O disco vai avançando e chegamos à quinta canção e em vez de um hotel, temos um motel. Mais precisamente uma homenagem ao famoso H2ON, em Frielas/Loures, um tema para ouvir embrenhado em lençóis e de preferência acompanhado. Sucede-lhe “Marquito”, um instrumental que é o momento de brilharete para o guitarrista Marco Duarte fazer o que melhor sabe e que, garantem, promete ser um sucesso ao vivo.
Quanto mais chegamos perto do final do disco, mais se evidencia a dimensão latina de que David Bruno falava. “Amor Pago” e “Rosa” são exemplos óbvios. E isso não está exposto apenas no instrumental, mas também na interpretação de Miguel Caixeiro, que por vezes até se confunde, embora que erradamente, como o próprio nos diz, com uma aproximação ao fado: “Quis ir mais para o dramático e para o latino do que para o fado, mas quando juntas língua portuguesa e drama, isso é igual a fado, portanto percebo essa referência. Mas a nossa ideia está mais próxima daqueles cantores sofridíssimos, quase que choram em palco, essas são mesmo as canções da chamada ‘dor de corno’, do gajo que quer estar com alguém, mas que não pode devido às circunstâncias.
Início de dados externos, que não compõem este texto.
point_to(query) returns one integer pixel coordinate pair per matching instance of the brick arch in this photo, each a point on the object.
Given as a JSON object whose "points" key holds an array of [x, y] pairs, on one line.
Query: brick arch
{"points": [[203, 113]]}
Havia muitos cantores à antiga que espelhavam isso na interpretação e eu quis experimentar isso, carregar o érre, quase a chorar na voz.”
Uma coisa é inegável, nunca Mike El Nite cantou tanto. E isso explica-se: é que isto não é Mike El Nite: “Sim, é verdade, mas aqui quis dar a parte mais rap ao David e eu vou interpretar um personagem, que é um cantor romântico, portanto não queria fazer rap, queria cantar baladas e isto é o Miguel da dupla David & Miguel e não o Mike El Nite.”
E será este o primeiro de muitos discos desta dupla? “Se deus quiser”, diz David Bruno. Que deus queira.